Kreuz vom Meere fissò intensamente Reiss mentre posava il ricevitore. «Avevo ragione?»
Reiss alzò le spalle. «Non c’è dubbio.»
«Prepari un’autorizzazione per rispedire questo Wegener in Germania con la forza.»
Reiss prese la penna e scrisse l’autorizzazione, la firmò, la porse al capo dell’SD.
«Grazie,» disse Kreuz vom Meere. «E ora, quando le autorità giapponesi interverranno con lei per protestare…»
«Se lo faranno.»
Kreuz vom Meere lo guardò. «Lo faranno. Saranno qui un quarto d’ora dopo che avremo preso Wegener.» Aveva perso i suoi modi scherzosi, da pagliaccio.
«Niente quintetto di violinisti,» disse Reiss.
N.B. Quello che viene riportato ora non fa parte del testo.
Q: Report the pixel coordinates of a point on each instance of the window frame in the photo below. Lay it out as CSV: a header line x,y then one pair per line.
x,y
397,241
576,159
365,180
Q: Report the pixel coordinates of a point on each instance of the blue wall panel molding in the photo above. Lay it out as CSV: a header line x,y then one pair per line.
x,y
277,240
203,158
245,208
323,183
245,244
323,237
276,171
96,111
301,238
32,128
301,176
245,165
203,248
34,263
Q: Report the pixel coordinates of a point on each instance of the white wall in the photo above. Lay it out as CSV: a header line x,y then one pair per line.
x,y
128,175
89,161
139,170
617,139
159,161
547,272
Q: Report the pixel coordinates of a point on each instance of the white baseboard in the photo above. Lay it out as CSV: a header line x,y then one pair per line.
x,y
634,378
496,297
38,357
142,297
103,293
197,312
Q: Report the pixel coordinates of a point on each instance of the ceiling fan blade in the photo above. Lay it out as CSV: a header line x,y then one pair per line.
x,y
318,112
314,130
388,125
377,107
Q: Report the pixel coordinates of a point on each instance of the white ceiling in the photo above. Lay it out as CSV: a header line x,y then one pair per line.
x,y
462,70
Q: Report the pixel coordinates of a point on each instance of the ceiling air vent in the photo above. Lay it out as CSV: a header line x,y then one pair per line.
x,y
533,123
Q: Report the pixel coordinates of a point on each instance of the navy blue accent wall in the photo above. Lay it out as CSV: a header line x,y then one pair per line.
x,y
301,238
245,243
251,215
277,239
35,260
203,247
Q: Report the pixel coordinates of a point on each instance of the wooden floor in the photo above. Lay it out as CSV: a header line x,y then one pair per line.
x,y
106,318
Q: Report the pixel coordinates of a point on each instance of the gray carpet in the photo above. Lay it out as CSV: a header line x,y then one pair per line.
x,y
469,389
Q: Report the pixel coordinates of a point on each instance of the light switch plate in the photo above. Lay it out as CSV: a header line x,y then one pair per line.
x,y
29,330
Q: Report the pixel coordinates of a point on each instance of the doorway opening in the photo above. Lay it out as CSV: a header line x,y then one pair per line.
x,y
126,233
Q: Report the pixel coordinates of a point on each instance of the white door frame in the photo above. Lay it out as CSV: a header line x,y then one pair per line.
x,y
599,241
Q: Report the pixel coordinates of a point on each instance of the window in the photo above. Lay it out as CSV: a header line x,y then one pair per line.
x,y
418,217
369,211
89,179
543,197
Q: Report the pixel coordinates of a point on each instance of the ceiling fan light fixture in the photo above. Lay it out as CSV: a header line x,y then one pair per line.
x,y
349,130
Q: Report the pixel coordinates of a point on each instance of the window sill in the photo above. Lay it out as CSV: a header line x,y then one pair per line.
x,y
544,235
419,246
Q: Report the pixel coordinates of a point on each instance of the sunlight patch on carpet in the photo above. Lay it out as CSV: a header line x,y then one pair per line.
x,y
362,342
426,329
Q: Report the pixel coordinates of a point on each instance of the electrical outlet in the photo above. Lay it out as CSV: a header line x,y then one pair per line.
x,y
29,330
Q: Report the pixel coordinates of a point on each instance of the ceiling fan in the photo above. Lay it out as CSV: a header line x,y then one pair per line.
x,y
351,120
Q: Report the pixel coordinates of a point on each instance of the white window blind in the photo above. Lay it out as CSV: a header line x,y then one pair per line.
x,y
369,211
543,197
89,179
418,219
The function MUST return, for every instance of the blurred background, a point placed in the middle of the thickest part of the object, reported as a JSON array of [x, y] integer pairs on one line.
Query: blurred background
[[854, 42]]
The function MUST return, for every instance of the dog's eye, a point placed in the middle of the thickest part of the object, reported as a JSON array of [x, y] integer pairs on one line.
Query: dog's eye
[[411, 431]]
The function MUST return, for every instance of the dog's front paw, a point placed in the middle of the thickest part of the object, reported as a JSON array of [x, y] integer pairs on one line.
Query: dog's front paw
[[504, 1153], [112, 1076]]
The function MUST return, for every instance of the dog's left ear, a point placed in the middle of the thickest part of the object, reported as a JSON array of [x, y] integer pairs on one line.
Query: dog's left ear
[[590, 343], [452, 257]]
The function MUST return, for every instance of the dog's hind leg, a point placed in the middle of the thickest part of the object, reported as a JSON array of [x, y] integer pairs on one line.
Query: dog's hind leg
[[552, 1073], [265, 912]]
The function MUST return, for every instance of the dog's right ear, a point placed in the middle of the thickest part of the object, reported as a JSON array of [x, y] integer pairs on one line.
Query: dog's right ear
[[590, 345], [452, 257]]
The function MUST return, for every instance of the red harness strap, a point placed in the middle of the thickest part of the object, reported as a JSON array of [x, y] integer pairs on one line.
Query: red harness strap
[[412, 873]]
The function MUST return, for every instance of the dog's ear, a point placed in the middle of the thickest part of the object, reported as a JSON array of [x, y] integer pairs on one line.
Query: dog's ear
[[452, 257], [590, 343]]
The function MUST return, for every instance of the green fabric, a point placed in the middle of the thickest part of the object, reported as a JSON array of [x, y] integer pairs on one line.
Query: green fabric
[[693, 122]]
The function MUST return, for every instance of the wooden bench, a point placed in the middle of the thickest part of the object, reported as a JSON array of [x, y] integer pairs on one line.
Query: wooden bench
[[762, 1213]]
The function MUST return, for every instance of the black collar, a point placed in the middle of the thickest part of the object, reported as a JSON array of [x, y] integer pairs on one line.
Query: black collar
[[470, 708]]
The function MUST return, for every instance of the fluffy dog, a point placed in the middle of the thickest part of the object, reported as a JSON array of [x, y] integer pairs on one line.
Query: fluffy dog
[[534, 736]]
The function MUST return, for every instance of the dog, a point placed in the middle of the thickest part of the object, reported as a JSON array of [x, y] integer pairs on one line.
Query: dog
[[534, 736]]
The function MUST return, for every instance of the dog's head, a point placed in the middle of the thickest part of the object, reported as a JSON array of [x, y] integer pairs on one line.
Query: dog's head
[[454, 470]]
Kreuz vom Meere non replicò. «Agiremo in mattinata, perciò si tenga pronto. Potrà dire ai giap che è un omosessuale o un falsario, o qualcosa del genere. Che è ricercato per un grave delitto commesso in patria. Non gli dica che è ricercato per crimini di natura politica. Lei sa che non riconoscono il novanta per cento della legge nazionalsocialista.»
«Lo so,» disse Reiss. «So quello che devo fare.» Si sentiva irritabile, infastidito. Sono passati sopra la mia testa, si disse. Come al solito. Hanno contattato la Cancelleria. Quei bastardi.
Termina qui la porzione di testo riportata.